Acarbose, Miglitol, and Voglibose

These AGi block the alpha-glucosidase enzyme involved in carbohydrate reabsorption in the gastrointestinal system. Digestive side effects can be frequent, including bloating, diarrhea, abdominal cramps, and mild elevation of liver enzymes. They are neutral regarding hypoglycemia risk, body weight change, bone disease, CHF deterioration, and the appearance of DKA. Renal dose adjustment is not required (ADA 2018; Garber et al. 2019; Davies et al. 2018; McGuire et al. 2016; Liu and Ma 2017).

Pioglitazone

This TZD activates the PPARγ receptors and, through determined signal pathways, decreases insulin resistance in various tissues, predominantly in skeletal muscles (Yki-Jarvinen 2004). The clinicians are under pressure to precisely select the patients for their use because of some associated side effects, such as body weight gain, fluid retention, higher risk of bone fractures, and bladder cancer (Wang et al. 2017; Mehtala et al. 2019). Hypoglycemia risk and body weight change are not common with moderate doses, and there are no associated gastrointestinal side effects. They occasionally exhibit mild negative effects on the bones, CHF deterioration, and the appearance of DKA. Renal dose adjustment is not required; however, TZDs are generally not recommended in any stage of renal failure due to fluid retention (ADA 2018; Garber et al. 2019; Davies et al. 2018; McGuire et al. 2016; Yki-Jarvinen 2004; Wang et al. 2017; Mehtala et al. 2019).

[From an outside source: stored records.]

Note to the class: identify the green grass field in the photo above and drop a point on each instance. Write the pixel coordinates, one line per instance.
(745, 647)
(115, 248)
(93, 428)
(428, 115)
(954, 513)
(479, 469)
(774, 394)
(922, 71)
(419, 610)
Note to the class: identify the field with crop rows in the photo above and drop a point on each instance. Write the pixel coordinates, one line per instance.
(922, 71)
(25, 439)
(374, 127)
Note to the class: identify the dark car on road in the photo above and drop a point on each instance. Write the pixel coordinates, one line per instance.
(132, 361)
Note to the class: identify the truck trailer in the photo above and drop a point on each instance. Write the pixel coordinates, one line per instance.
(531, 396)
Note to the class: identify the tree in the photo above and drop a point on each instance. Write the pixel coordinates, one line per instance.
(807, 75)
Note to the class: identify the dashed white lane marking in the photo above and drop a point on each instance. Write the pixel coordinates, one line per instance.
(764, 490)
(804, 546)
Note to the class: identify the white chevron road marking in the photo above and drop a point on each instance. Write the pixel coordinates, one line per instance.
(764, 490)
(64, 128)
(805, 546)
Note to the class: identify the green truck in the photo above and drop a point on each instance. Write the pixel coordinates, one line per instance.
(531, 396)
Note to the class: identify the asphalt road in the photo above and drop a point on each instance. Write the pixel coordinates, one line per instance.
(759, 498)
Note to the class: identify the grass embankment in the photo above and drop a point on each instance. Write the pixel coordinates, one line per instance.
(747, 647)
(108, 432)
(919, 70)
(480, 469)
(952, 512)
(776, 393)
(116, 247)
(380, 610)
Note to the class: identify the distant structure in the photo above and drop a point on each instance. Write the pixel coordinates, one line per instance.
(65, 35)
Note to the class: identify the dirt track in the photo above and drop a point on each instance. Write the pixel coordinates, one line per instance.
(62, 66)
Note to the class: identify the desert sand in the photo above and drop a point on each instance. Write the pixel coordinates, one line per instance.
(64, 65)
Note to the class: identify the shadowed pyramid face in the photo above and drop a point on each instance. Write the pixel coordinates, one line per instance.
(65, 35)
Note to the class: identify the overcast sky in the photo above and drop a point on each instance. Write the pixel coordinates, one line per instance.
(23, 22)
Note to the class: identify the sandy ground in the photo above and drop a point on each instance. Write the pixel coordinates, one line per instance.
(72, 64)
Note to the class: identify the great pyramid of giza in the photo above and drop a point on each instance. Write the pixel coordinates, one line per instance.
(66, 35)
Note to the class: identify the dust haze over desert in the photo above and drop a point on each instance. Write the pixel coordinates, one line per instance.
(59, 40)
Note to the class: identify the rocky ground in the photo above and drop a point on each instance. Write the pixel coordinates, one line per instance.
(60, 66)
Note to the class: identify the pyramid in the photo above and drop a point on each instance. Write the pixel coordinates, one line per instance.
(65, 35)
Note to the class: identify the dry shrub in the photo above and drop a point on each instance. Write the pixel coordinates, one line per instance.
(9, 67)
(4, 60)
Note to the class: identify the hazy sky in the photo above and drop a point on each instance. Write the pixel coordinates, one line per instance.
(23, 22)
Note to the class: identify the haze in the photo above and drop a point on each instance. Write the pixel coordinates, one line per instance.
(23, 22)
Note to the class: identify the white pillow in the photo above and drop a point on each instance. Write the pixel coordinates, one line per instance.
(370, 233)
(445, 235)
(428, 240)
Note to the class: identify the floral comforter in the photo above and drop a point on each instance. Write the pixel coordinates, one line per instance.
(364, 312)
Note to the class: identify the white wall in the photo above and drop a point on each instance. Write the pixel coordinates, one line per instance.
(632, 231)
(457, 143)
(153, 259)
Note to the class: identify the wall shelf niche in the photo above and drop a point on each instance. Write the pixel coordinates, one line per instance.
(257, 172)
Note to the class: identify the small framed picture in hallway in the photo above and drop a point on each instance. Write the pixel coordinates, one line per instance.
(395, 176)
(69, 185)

Sulphonylureas and Glinides (Gliclazide, Glipizide, Glimepiride, Repaglinide)

Such drugs mediate insulin secretion after binding to SUR Ki6.2 receptor, the sodium channel (Kalra and Gupta 2015). Significant effects are to be expected regarding hypoglycemia and weight gain. Mild negative effects on CHF deterioration are likely, however not on bones and DKA. Renal dose adjustment is required (ADA 2018; Garber et al. 2019; Davies et al. 2018; McGuire et al. 2016; Wang et al. 2018; Harsch et al. 2018).

Dapagliflozin, Canagliflozin, and Empagliflozin

SGLT-2i reduce proximal tubule glucose reabsorption by binding to the SGLT-2 receptors. Ascending urinary infections, chronic and treatment-resistant urinary and vaginal candidiasis, elevation of LDL-cholesterol, dehydration, and hypotension, as well as DKA have been registered (ADA 2018; Garber et al. 2019; Davies et al. 2018; McGuire et al. 2016; Wanner and Marx 2018; Lupsa and Inzucchi 2018). They are usually safe regarding hypoglycemia risk and contribute to bodyweight reduction. There are no associated gastrointestinal side effects. SGLT-2i use is not indicated in patients with eGFR < 45 (60) ml/min. Empagliflozin use requires special attention regarding potential negative effects on the bones, as well as the use of all SGLT-2i regarding DKA appearance (ADA 2018; Garber et al. 2019; Davies et al. 2018; McGuire et al. 2016; Singh and Kumar 2018). Some studies point out to positive effects of empagliflozin and dapagliflozin in cases with the occurrence of major CVD, ASCVD, and CHF deterioration (Arnett et al. 2019; Zelniker et al. 2019; Wiviott et al. 2019; Furtado et al. 2019).

In exceptional circumstances, when it is impossible to control DMT2 with the usual mono/dual/combined therapy, colesevelam (Ooi and Loke 2014) and quick-release bromocriptine (Lopez Vicchi et al. 2016) could be used. Their mechanism in blood sugar lowering is not known; however, the risk of hypoglycemia is low.